In the middle of life’s trials and upheavals,
             I was saved by placing my trust in love —
my heart on a swing, touching the sky.

Anchoring my faith in truth —
         Truth being nobody’s fool —
not a god defaced by humans,
pretending to speak nothing but the truth 
spouting lies and half-truths —
I survived the reversals of fortune.

Truth is precious — a terrible beauty
         easily misunderstood —
needs to be protected by an army of lies.

A mirror where you see your own image,
truth is what we see; we see what we want to see,
and see only what we are meant to see.

          It’s in the nature of truth that we fail 
to grasp its ineffable, unfathomable mystery —
one person’s truth becoming another’s illusion.

If we had the wisdom to accept things we don’t know —
there being no way of knowing what we don’t know;

if we try not to destroy what we don’t know,
it would change us and the world.

There will always be things we don’t know,
infinitely more than the things we do —

yet that is the greatest miracle of all 
that truth and love will always set us free.


Between Thoughts 

(With acknowledgement to Hugo Williams)

Don’t look down, hold exact location
of your life within a single action.

Face against the sun, famous in that air, 
you can see every leaf, life from up there.

Accidents will happen, smiles turn into frowns
as your words go crashing down among the clowns.

You sharpen your faculties once more
covered with sentences, images of lovers galore —
watch yourself, no more stage struck, unlocking a door.

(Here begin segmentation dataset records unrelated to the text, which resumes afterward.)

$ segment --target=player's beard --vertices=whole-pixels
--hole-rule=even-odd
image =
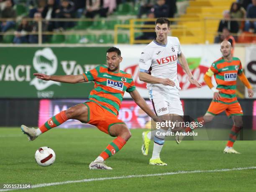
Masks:
[[[109,71],[110,71],[111,72],[114,72],[115,71],[116,71],[117,69],[118,69],[118,67],[115,67],[113,69],[110,69],[109,67],[108,67],[108,70]]]

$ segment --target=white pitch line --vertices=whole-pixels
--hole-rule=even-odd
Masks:
[[[42,183],[32,185],[30,189],[44,187],[45,187],[52,186],[54,185],[59,185],[64,184],[68,184],[69,183],[83,183],[90,182],[92,181],[104,181],[105,180],[120,179],[127,179],[136,177],[149,177],[161,176],[164,175],[174,175],[177,174],[184,174],[189,173],[213,173],[215,172],[229,172],[231,171],[239,171],[246,169],[256,169],[256,166],[251,166],[249,167],[238,167],[232,169],[221,169],[206,170],[195,170],[195,171],[179,171],[177,172],[169,172],[163,173],[156,173],[155,174],[146,174],[144,175],[131,175],[126,176],[113,177],[102,177],[98,178],[85,179],[82,180],[77,180],[75,181],[67,181],[62,182],[56,182],[55,183]],[[0,192],[7,191],[15,189],[1,189]]]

Right moments as you know don’t happen
if wrong ones are never taken.

The best in us is what we do in an
emergency, not later seeking clemency.

Forced to find faith in a crisis, 
open yourself to poetry like passion,
the instinct of a jackal following his lion.

For that is happiness: to wander alone facing oneself, 
not one’s reflection rising from the brilliance of surfaces.

Accepting loss, becoming part of a stillness, 
lost among the submarine silence of stones,

ghosts of temples shining perfect,
when time runs out on you and you are too late
caught between the featureless and infinite

to shut the cupboard that contains the sea —
ancient symbols of fortune your key.

You disappear into the desert of dreamtime 
knowing what manner of a human you have been.